Para Maxime Rodinson, "los dirigentes de Israel se sirven una vez más del nombre y de las pasadas desdichas de todos los judíos para cubrir una operación brutal que, a pesar de su título engañoso, no puede traer la paz a Galilea, ni a Israel, ni a nadie. Una vez más, la inmensa mayoría de los media colaboran en el camuflaje. Una vez más, los virtuosos de la intelligentzia manipulan, al servicio de una mala causa, la metafísica, el psicoanálisis, la poesía, la mística, la superioridad del monoteísmo o los sufrimientos de millones de mártires" (Un désastre pour les autres, le Monde, 12 de junio de 1982).

Contestando a las tesis expuestas por el nuevo filósofo Bernard Henry-Lévy, Guy Konopnicki escribía en Le Matin: "Este modo de razonar no es realmente nuevo. L'Humanité, que no cultiva la nueva filosofía, cuenta incluso en su plantilla con un especialista venerable: basta acusar a la URSS de instalar un Quisling en Varsovia, perseguir a sus judíos o asesinar a los afganos, para que el viejo Wurmser despliegue inmediatamente el dispositivo conceptual empleado por Lévy a propósito de Líbano. La URSS no puede ser culpable de los crímenes de que se la acusa, puesto que sacrificó a veinte millones de sus hijos en la lucha contra Hitler. El Gobierno de Israel, incluso cuando se equivoca, no puede ser asesino, porque los judíos fueron víctimas del holocausto. Siguiendo las pautas de Lévy y Wurmser, podríamos pintar de rosa la totalidad de la historia, empezando por Francia: ésta no empleó la tortura ni realizó matanzas en Argelia, puesto que sus soldados, los mismos, lucharon contra el nazismo; los jemeres rojos, esos combatientes de la libertad, no cometieron los crímenes que se les imputan, ya que fueron víctimas del napalm de los americanos..."

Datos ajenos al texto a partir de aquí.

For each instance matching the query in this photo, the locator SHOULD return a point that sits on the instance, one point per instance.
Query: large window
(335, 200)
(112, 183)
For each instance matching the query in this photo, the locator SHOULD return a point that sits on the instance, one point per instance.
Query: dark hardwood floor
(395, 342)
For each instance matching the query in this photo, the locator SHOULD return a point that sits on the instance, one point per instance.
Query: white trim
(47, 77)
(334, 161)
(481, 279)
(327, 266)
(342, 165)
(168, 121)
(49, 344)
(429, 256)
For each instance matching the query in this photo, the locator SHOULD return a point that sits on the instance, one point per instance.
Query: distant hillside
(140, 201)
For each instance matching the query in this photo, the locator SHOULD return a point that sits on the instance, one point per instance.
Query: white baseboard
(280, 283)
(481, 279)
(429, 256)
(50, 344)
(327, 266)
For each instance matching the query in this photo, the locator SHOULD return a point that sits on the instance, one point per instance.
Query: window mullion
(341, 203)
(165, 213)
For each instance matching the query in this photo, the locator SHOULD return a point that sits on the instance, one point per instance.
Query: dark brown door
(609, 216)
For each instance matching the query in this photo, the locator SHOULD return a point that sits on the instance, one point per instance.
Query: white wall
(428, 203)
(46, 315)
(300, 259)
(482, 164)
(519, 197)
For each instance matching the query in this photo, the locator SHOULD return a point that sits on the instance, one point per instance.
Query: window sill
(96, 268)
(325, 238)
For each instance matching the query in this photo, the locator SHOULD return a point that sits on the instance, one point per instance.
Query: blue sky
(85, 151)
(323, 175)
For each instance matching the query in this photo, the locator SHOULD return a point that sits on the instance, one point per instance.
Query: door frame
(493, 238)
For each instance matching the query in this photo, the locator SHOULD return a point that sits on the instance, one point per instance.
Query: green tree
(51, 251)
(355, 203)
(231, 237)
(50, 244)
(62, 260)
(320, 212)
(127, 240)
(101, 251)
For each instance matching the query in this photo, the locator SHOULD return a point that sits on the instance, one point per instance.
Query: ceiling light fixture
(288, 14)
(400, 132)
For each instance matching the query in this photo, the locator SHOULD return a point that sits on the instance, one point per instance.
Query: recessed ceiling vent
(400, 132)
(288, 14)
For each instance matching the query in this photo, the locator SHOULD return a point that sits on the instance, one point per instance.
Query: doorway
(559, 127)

Apuntando a la creciente toma de conciencia por parte de la comunidad judía de la mentalidad bismarckiana de los dirigentes israelíes y a su rechazo de los métodos brutales con los que éstos pretenden resolver ilusoriamente el hecho nacional palestino, Eric Rouleau escribía: "Los disconformes, en Israel y en la diáspora, son minoritarios, pero no marginales... En Estados Unidos como en Europa, numerosos representantes de la intelligentzia judía, y no de los menores, han dado libre curso a su bochorno ante unas prácticas que hieren su sensibilidad, ya se trate del humanismo secular, ya de la moral del judaísmo". El reciente manifiesto de tres personalidades tan relevantes como Mendés France, Nahum Goldinann y Ph. Klutznik, en favor de un "acuerdo político entre los nacionalismos israelí y palestino" y la apertura de negociaciones con miras a la futura coexistencia entre ambos pueblos "sobre la base de la autodeterminación", es un índice alentador de que la razón y la justicia se abrirán algún día camino entre los hijos de las dos grandes familias semitas, y la dialéctica del verdugo-víctima y víctima-verdugo cederá lentamente paso a la necesaria aceptación del otro: no ese menos ser carente de esencia -según las categorías hegelianas-, que convierte hoy al palestino en un simple estorbo al supuesto diálogo entre Israel y el Padre Eterno, sino un ser de carne y hueso en el que el israelí, al contemplarlo, contemplará al fin, sin telarañas, la grandeza y dolor de su propio pasado.